Margrét Tryggvadóttir (born 20 May 1972 in Kópavogur) was a member of parliament of the Althing, the Icelandic parliament from 2009–2013 for The Movement and the Citizens' Movement. She was chair of the Movement in 2009–10.

She is also noted as a writer.

==Biography==

Margrét was born to Tryggvi Páll Friðriksson (b. March 13, 1945), a manager and art dealer, and Elínbjört Jónsdóttir (b. January 3, 1947), a textiles teacher and art-dealer; her partner is Jóhann Ágúst Hansen (b. 10. April 1969), a scholar of business studies and also an art dealer (son of Hans Jakob Hansen and Elínbjörg Kristjánsdóttir). Her sons are Hans Alexander (b. 1993) and Elmar Tryggvi (b. 1997).

She graduated in 1992 from the Commercial College of Iceland and took a BA degree in General Literature at the University of Iceland in 1997.
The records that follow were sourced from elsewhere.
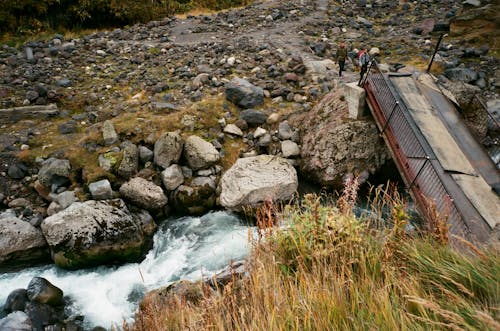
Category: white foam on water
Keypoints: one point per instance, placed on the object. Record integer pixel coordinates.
(185, 248)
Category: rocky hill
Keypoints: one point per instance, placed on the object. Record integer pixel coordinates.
(116, 92)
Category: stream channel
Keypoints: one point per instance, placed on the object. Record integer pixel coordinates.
(184, 248)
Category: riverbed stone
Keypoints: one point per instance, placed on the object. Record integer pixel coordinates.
(16, 321)
(172, 177)
(21, 244)
(91, 233)
(199, 153)
(54, 171)
(144, 194)
(253, 180)
(109, 133)
(101, 190)
(168, 149)
(243, 93)
(42, 291)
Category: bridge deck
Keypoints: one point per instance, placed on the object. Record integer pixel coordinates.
(444, 167)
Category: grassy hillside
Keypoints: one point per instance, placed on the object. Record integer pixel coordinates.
(328, 270)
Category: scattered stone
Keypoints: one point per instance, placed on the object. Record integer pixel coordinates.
(21, 244)
(144, 194)
(172, 177)
(145, 154)
(285, 131)
(96, 232)
(244, 94)
(200, 153)
(130, 162)
(109, 134)
(253, 180)
(16, 321)
(168, 149)
(16, 301)
(65, 199)
(289, 149)
(234, 130)
(42, 291)
(101, 190)
(54, 171)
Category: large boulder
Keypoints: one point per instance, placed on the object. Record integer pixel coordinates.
(196, 199)
(21, 244)
(97, 232)
(253, 180)
(144, 194)
(168, 149)
(42, 291)
(333, 147)
(200, 153)
(172, 177)
(244, 94)
(54, 172)
(16, 301)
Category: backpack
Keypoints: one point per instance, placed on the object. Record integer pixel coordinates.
(364, 59)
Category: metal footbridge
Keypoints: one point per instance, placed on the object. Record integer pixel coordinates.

Margrét worked in business and gallery management 1992–2008 and was a literary critic for the newspaper DV 1996–1999. She has been a freelance consultant on children's books and children's culture since 1997. She was a part-time lecturer at the Námsflokkar Reykjavíkur, the Iceland University of Education and elsewhere 1997–2000. She was editor of the journals Mál og menning then the press Edda útgáfa 2000–2003. She was a freelance photo editor, translator and copywriter 2003–2009 and a children's author.
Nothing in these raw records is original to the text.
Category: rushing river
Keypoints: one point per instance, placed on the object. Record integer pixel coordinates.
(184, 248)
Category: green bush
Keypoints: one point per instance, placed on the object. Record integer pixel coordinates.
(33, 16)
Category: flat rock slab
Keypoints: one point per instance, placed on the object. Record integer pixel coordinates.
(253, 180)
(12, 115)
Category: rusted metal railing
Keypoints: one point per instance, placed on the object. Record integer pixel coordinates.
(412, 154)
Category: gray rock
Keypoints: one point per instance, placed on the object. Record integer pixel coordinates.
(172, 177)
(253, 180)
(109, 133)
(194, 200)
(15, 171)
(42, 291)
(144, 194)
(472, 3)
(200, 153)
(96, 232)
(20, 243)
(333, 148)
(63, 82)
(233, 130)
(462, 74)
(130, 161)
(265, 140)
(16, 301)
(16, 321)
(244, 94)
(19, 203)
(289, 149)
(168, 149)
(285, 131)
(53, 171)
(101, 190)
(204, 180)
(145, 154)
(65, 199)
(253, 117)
Following the 2009 Icelandic financial crisis protests, Margrét became an Alþingismaður for the Suðurkjördæmi constituency 2009–2013 (Borgarahreyfingin, Hreyfingin).
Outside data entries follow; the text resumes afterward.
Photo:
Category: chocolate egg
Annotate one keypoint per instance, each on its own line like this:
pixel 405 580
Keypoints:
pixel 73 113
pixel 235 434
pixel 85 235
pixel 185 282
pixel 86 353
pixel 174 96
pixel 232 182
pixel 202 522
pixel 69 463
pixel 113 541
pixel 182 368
She chaired The Movement 2009–2010 and chaired the parliamentary group of The Movement 2010–2011 and 2012–2013.

==Publications==

In 2006, Margrét won the Icelandic Children's Book Prize for her Sagan af undurfögru prinsessunni og hugrakka prinsinum hennar (co-written with Halldór Baldurson). Her memoirs of her time in parliament were published in 2014 by Hansen og synir as Útistöður.

In 2021, she received the Guðrún Helgadóttir Children's Book Prize (Barnabókaverðlaun Guðrúnar Helgadóttur) for her book Sterk about a transgender girl investigating a missing person case.